As usual when taking a loose bearing set apart they all flew everywhere. I found 20. a picture of an similar BB on the net had 21 in the pic. Surely it must be the same each side? So I have built it up with 10 balls each side. After putting it all back together I found one more on the floor (which could have been there a while). If I have built it up with one too few each side will I die? Its all badly worn so impossible to adjust to be free of play and rotate smoothly anyway. I have adjusted it as well as I can and it runs smoothly with minimal play. If I am one ball short each side will it fail catastrophically? I am going to be doing a 45 mile gravel ride on the bike next week and not sure the new BB I have ordered will be here on time
Thanks for you help and don't be too cruel please 😉
11 per side, but 10 should get you through the ride.
Ta. Not too difficult to strip again so I'll see if I can get some more balls 😉 probably some silly metric size
Ball bearings don’t like to be too cramped, if you can fit an extra ball bearing in and they’re all touching you’ve got to many. See how much space there is in a bearing race
I’ve heard that track cyclists remove a ball bearing to reduce friction you don’t see them all dieing fiery deaths
It will keep working, just badly. You wont die.
If its a nice bike I would get some hubs that use seald bearings. Then when they wear out you can just pop them out a stick in new ones. Cheap and easy.
Designing a hub that allows the bearings to actually wear out the hub is plain daft. I tired for year to maintain a set.

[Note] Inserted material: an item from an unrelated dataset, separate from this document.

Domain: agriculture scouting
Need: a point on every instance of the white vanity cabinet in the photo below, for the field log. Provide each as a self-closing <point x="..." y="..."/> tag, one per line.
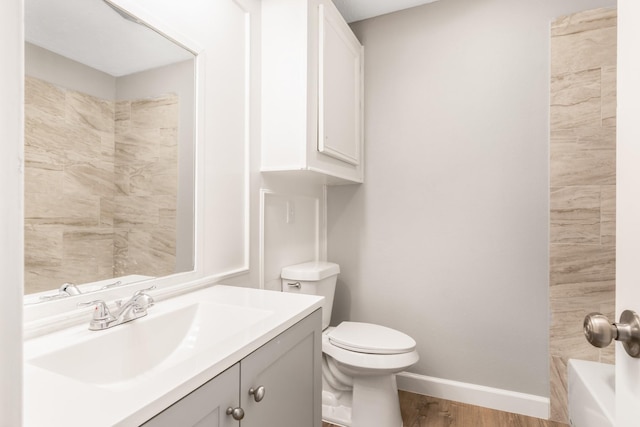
<point x="280" y="384"/>
<point x="312" y="83"/>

You basically had to re grease them before they got worn and even that was a two spanner fiddle. Not worth the hassle.
Its not a hub. Its a BB
I have a sealed unit on order
🙂 Sorry, I cant read.
Same advice though.
1/4" is what you need TJ
Designing a hub that allows the bearings to actually wear out the hub is plain daft
You can often replace the cups and cones.
Trimix
...Designing a hub that allows the bearings to actually wear out the hub is plain daft...
But a decent cup and cone BB, if maintained properly, ie a few drops of oil each week, can last decades.

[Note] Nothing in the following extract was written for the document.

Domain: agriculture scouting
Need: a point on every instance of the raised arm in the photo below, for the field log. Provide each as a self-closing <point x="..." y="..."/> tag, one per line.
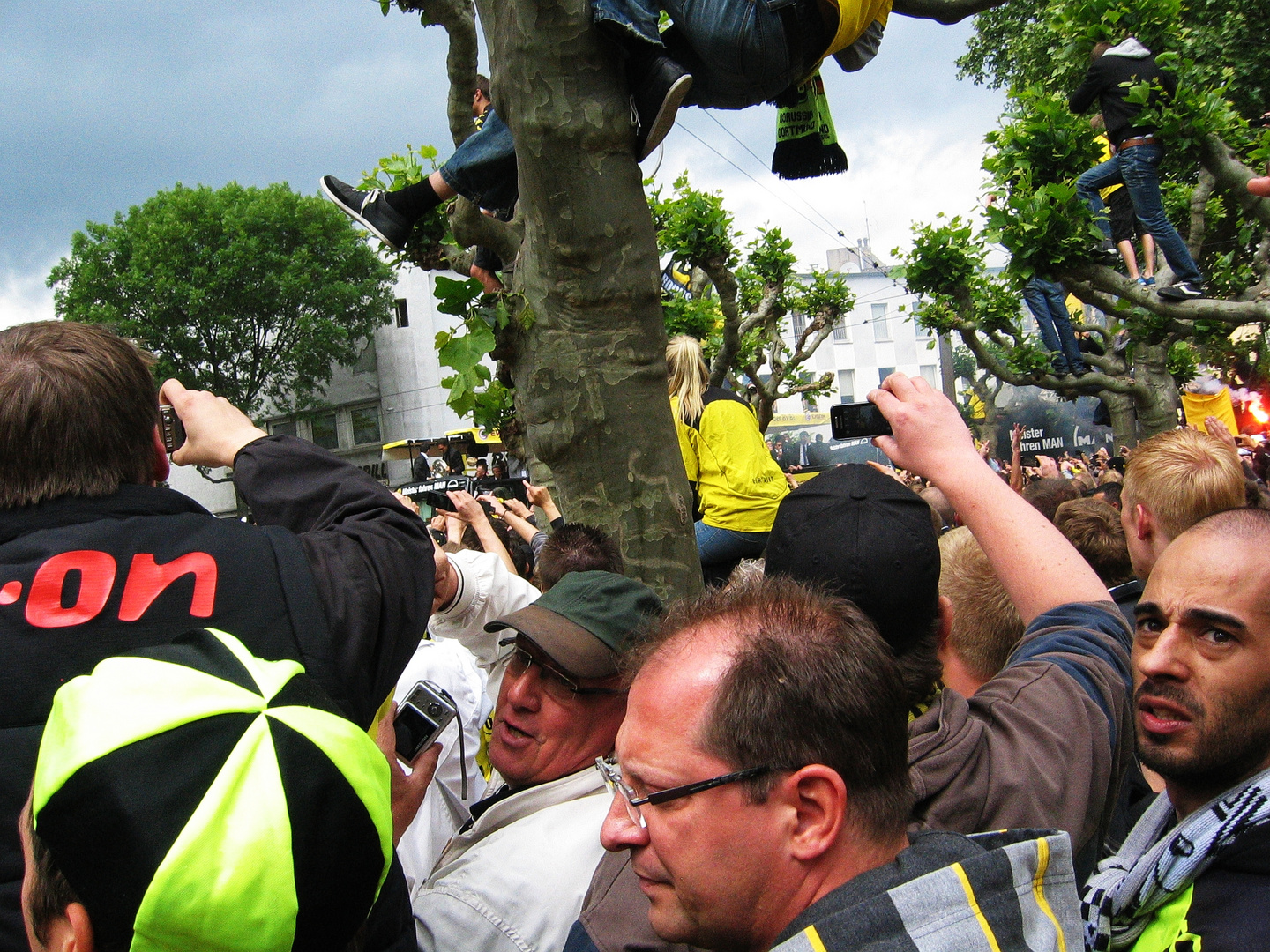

But why let yourself in for maintenance each wheel when you could just forget about it for a year?
Or ten years 😉
cup and cone V cartridge bearings is a bit of a faith based argument with advantages both ways. If cup and cone hubs had an oil port of grease nipple like they used to then it might tip the advantage their way a bit.
Proper bikes had them didn't they epicyclo?
I like cup and cone. Call me a luddite.
The fact you can easily open up the bearing and see that it is clean and nicely lubed up is a good thing. I don't like to fact that a sealed bearing can deteriorate in a remarkably short time once some kack works it's way in there. And they tend to seize up on you for some unknown reason the day you though you were heading out, and you don't have a spare set of sealed units to hand.
Brakes: Hope good as they can be maintained by buying spare parts. Shimano bad because they can't and they are therefore disposable.
Hubs: Hope good because they don't need maintained and just use disposable bearings. Shimano bad because they need maintained instead of using disposable bearings.
FWIW I have some of each, though my last wheel build was using Shimano XT having seen the abuse my fatbike hubs have taken and their longevity. An annual regrease has kept them going for 8 years and that bike gets used in mud, sand, seawater, salted roads etc.
On cup and cone BBs - the cups are replaceable ( I bet most of you have never seen one!) and the one on this bike must be 50 years old at least
The cone or spindle is also replaceable
Fixed/drive side cup is usually a nightmare to remove on those French BB's.
On this one the cups both sides are identical with pin spanner holes just different lock rings. Its really odd.
Thanks folks now running almost perfect with 11 shiny disco balls in each side rather than 19 rusty balls and one lump that used to be a ball. Never seen a ball bearing with a flat on one side before
It will never be perfect as one cup has some rust pitting but its better than its been for 20 years! I wonder how long I have been running a ball short.
roffle at the confusion between hubs and BBs 😉
But why let yourself in for maintenance each wheel when you could just forget about it for a year?
On my cup+cone bike (both BB and wheels) that I bought in 1989, I reckon I've popped the balls out of the wheels on average about once per decade. I can't even find the pin spanner and wrench to get the BB out. TBH, I don't actually ever remember owning one, so it might have been serviced last when I was home from uni, so that's prior to October 1993.
No idea how many balls there should be, for the reason given above. I know they're big ones. 11 sounds familiar though.
Both the wheels and the BB are as smooth as the other 4 bikes in my collection, with an array of different types of bearing styles.